The Difference Between Secured and Unsecured Debt
Debt always involves a measure of risk. Lenders try to assess and understand that risk by taking into account certain factors, such as the income of the borrower, their track record of paying off other debts, how much they are asking for, and for what purpose. Other information, such as their age, occupation, level of education and employment history are also considered. The primary question that the lender needs to answer is: how likely is this person to repay the loaned amount?
There are two possible answers: not really, or likely enough.
Banks and other financial institutions have immense experience in assessing applications for credit. That experience is assisted by sophisticated software that integrates thousands of records into the assessment process. But sometimes, the question cannot be answered satisfactorily by either option. The lender is then unable to issue a straight rejection or approval of the application. In such instances, in order to safeguard themselves against the inherent risk in the loan, they will insist on security (collateral) to cover the secured debt if non-payment arises. Unsecured debt, on the other hand, has no such security.
People should not regard a request for security as somehow demeaning or prejudicial. It is a standard practice in any credit industry. The secured debt has the security attached to it simply as an unofficial form of insurance against non-payment. Unsecured debt does not have this added feature and is more hazardous to the lending institution. If the borrower defaults, the bank is legally allowed to expropriate the security. Secured debt is therefore safer. Unsecured debt represents a total loss to the lender if the debtor absconds.
Secured debt can potentially have any asset as its security. Some examples are:
- residential property or other real estate
- industrial equipment
- investment products
- shares in a business
- any other valuable item such as art, jewellery or precious metals
- a large cash reserve
Bankers are notoriously negotiable people and there is no limit on what they may accept as security.
Type of finance
Secured and unsecured debts are more often encountered in respective sectors of the credit industry. Their disparate natures make them suitable for different lending situations.
Secured debt is usually associated with:
- home mortgages
- motor finance
- large-scale money loans for a specific purpose
Unsecured debt is most commonly seen in these situations:
- credit cards
- short-term personal loans (such as payday loans)
- student loans
Terms of the loan
Obviously, because the security affects the risk involved in the loan, lenders offer different terms based on its presence or absence. Secured and unsecured debts can be compared on the basis of the usual factors.
Interest: lenders determine the interest rate in response to the perceived risk. The higher the risk the more interest they will charge. It is no surprise that secured debt typically has a lower interest rate than unsecured debt.
Amount: lenders are unlikely to trust anyone with a large sum on an unsecured basis; the larger the sum lent, the more they stand to lose if something goes wrong. Unsecured debts are seldom (if ever) as large as secured debts.
Duration: the extensive contract periods of mortgages and vehicle loans are harder to obtain for unsecured debts. The length of time that the lender has to commit themselves to increases the risk that they are taking. Secured debts are often very long term, such as the examples given above.
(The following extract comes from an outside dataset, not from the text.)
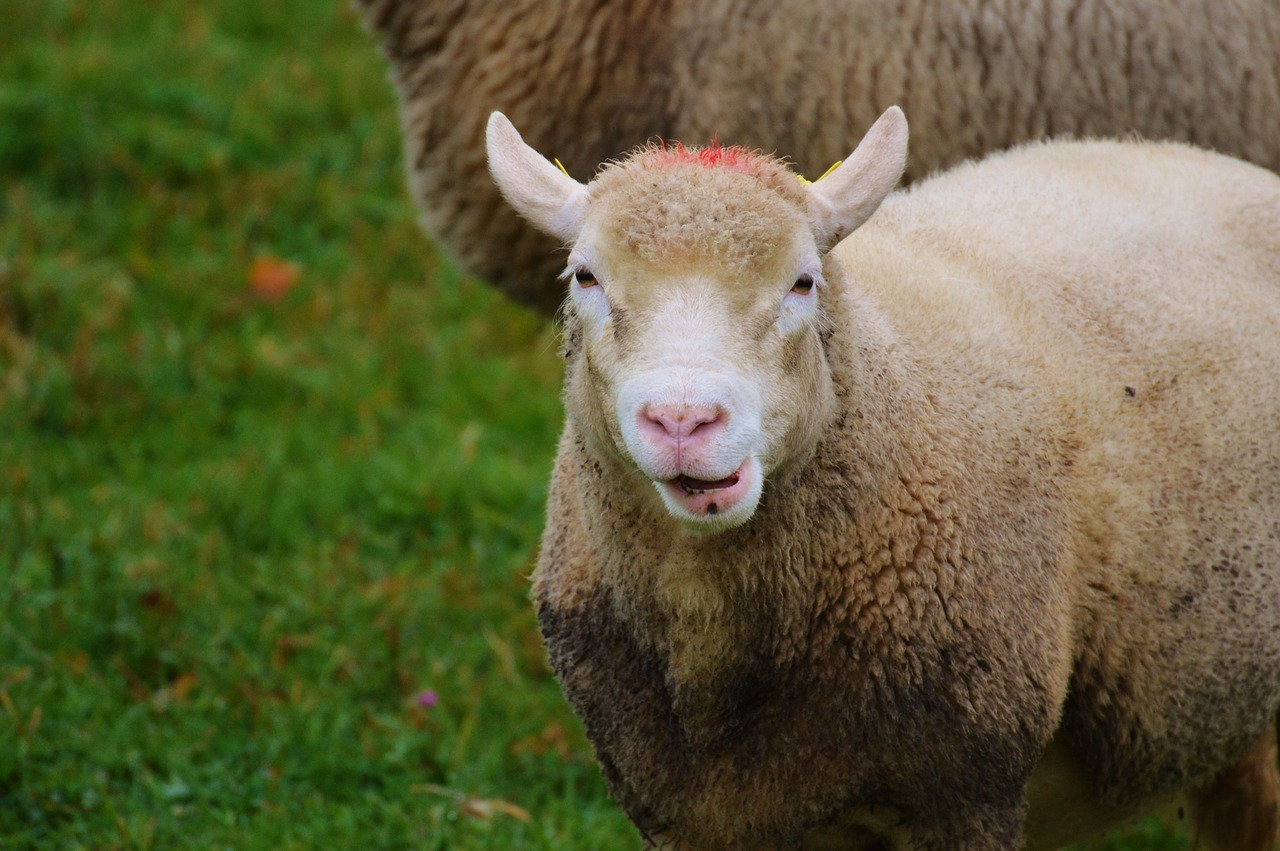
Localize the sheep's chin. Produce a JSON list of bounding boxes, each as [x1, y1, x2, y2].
[[652, 455, 763, 532]]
Provider: large lending institutions like banks usually provide the community with secured debt on expensive assets or to people who require substantial amounts of money. Unsecured debt is granted by smaller companies or payday lenders. Banks do provide small-scale finance but they are much harder to obtain it from.
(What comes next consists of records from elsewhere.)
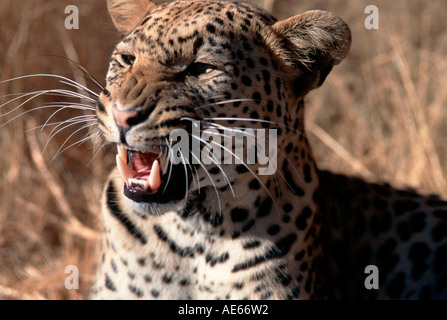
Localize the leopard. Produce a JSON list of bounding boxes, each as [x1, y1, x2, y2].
[[91, 0, 447, 299]]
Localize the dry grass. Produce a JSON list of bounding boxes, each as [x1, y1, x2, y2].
[[0, 0, 445, 300]]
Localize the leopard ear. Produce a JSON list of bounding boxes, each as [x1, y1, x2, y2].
[[107, 0, 157, 34], [272, 10, 351, 92]]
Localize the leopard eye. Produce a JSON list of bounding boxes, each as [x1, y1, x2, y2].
[[186, 62, 217, 77], [117, 53, 136, 67]]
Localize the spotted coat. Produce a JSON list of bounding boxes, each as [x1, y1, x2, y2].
[[91, 0, 447, 299]]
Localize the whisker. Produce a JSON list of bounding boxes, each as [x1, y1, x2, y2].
[[43, 101, 96, 111], [28, 54, 105, 91], [44, 115, 97, 146], [189, 149, 222, 215], [51, 122, 97, 161], [27, 114, 96, 133], [179, 149, 190, 206], [189, 133, 235, 198], [164, 139, 175, 194], [194, 98, 256, 110], [41, 103, 95, 130], [0, 73, 99, 98], [1, 89, 96, 119], [204, 116, 306, 138], [59, 80, 99, 98]]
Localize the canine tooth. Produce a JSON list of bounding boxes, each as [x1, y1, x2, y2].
[[117, 144, 127, 161], [148, 160, 162, 191], [116, 154, 138, 183]]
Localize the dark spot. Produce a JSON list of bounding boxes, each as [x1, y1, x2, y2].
[[242, 219, 255, 232], [285, 143, 293, 153], [231, 208, 249, 222], [241, 75, 252, 86], [250, 111, 259, 121], [252, 91, 261, 104], [208, 37, 217, 46], [231, 233, 296, 272], [233, 66, 240, 77], [129, 285, 144, 297], [283, 203, 293, 213], [257, 197, 272, 218], [295, 206, 312, 230], [236, 165, 249, 173], [246, 58, 255, 68], [162, 273, 173, 283], [151, 289, 160, 298], [111, 259, 118, 273], [193, 37, 203, 54], [297, 262, 308, 273], [284, 169, 305, 196], [249, 179, 260, 190], [105, 274, 116, 292], [267, 100, 274, 112], [137, 258, 146, 266], [206, 23, 216, 33], [209, 166, 220, 175], [214, 17, 224, 25], [303, 164, 312, 183], [234, 282, 244, 289], [267, 224, 280, 235], [243, 239, 261, 249]]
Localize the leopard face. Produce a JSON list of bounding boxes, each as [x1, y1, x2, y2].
[[97, 0, 351, 216]]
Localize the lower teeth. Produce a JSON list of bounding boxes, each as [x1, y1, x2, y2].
[[128, 178, 149, 191]]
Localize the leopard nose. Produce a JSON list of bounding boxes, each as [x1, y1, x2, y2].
[[112, 105, 150, 142]]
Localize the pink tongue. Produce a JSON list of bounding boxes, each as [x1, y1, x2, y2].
[[131, 152, 158, 178], [116, 150, 162, 192]]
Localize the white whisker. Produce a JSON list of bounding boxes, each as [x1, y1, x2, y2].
[[189, 149, 222, 215], [189, 133, 235, 198]]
Generally speaking, lenders have to safeguard themselves against risk. This may mean declining an application entirely or asking for security. Secured debt is not only about risk, however. The provision of security is also a statement by the borrower that they are serious about the transaction and that they are properly committed to settling the loan, since losing the security is the risk that they, in turn, are taking.
This principle of shared risk is absent in unsecured debt. The trade-off is that it is easier to obtain, but only for shorter periods and at much higher interest rates.